How to write kmrs better?


% Run this in erlang shell:
% c("kmer.erl").
% kmer:calculate(Number).

get_timestamp() ->
  {Mega, Sec, Micro} = os:timestamp(),
  (Mega*1000000 + Sec)*1000 + round(Micro/1000).

calculate(N) ->
  Now = get_timestamp(),
  Kmers = calculate(N, string:copies("A", N), string:copies("T", N)),
  Delta = get_timestamp() - Now,
  io:fwrite("Nummer of generated k-mers: ~p - took ~pms~n", [Kmers, Delta]).

calculate(N, Start, Stop) -> calculate(N, Start, Stop, 1).

calculate(N, Start, Stop, C) -> if
  Start == Stop -> C;
  true -> calculate(N, next(N, Start), Stop, C + 1)

next(N, Start) -> next(N, 1, Start, "T").

next(N, I, Start, "T") ->
  C = string:sub_string(Start, I, I),
  New = convert(C),
  String = string:left(Start, I - 1) ++ New ++ string:right(Start, N - I),
  next(N, I + 1, String, C);
next(_, _, Start, _) -> 
  % io:fwrite("~p~n", [Start]),

convert(S) -> case S of
  "A" -> "C";
  "C" -> "G";
  "G" -> "T";
  "T" -> "A";
  _Else -> " "

can I somehow write this better/faster?


What is this supposed to do? :thinking:


My 2 cents:

  • You are measuring time by hand with get_timestamp/0. You can user timer:tc/2 to do this for you.
  • In next/4 you should utilize pattern matching on the first character of Start and than construct a list recursively.

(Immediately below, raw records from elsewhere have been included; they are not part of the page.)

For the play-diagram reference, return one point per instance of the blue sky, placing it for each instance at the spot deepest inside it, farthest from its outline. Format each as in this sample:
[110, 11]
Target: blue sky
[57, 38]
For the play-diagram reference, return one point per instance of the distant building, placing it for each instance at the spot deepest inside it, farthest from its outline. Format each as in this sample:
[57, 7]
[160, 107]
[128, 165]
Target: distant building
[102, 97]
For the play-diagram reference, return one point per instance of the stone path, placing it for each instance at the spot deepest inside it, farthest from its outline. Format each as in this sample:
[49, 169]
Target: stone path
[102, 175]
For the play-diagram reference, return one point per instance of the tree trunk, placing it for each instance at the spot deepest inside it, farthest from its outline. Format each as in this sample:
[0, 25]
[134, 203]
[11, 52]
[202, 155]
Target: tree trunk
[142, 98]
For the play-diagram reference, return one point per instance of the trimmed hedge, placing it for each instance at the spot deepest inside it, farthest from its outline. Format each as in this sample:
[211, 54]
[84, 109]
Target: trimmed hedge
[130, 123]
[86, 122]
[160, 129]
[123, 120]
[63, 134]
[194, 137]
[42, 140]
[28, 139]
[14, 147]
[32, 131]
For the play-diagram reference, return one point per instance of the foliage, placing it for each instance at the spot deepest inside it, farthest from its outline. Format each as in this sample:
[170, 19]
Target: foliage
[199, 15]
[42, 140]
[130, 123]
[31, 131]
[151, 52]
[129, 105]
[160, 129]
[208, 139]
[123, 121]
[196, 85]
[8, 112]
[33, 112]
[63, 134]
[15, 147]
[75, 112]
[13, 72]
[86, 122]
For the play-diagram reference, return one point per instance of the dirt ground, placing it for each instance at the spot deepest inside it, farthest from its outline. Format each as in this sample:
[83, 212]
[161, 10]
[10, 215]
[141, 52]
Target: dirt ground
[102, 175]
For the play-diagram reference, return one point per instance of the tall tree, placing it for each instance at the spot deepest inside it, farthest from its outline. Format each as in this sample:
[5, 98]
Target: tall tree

Extracting n-th charachter by hand, and than recreating the whole string with string:left(Start, I - 1) ++ New ++ string:right(Start, N - I), is O(n), so basically next is O(n^2).
  • Last parameter of next is always 1 character long. Do you even need it to be a list?
  • Same for convert, why not using just a character? I guess this is some genetic computing, so if you don’t expect input that is not A, C, G or T, just let it crash. Also, you can use pattern matching in the function argument.
  • Also, you are using some obsolete functions from string module. This surely works, but take a look into the documentation for substitute functions.
  • you can use pattern matching in calculate/4 in a following way:
calculate(_, Stop, Stop, C) -> C; %% This ensures 2nd and 3rd argument is equal
calculate(N, Start,Stop,C) -> calcualate(N, next(N,Start), Stop, C+1).

So next function can be something like this:

next(N, Start) -> next(N,1,Start,'T').

next(N, I, [C|Rest], 'T') ->
    [convert(C) | next(N, I+1,Rest,C)];
next(_, _, Start, _) ->

convert('A') -> 'C';
convert('C') -> 'G';
convert('G') -> 'T';
convert('T') -> 'A'.

edit: Also, you can get rid of the first argument in next/2, next/4, calculate/3 and calculate/4 if you write it like this. Suggested function is not tail recursive, so a really big lenght of the input would probably crush it, but can easily be rewrited to tail recursive function by additng the accumulator argument.


Define “faster”, and also OTP version you’re using (also, shameless plug, you probably want to use erlperf to answer a question “which version of my code is faster”).

Very obvious thing is not to use string though.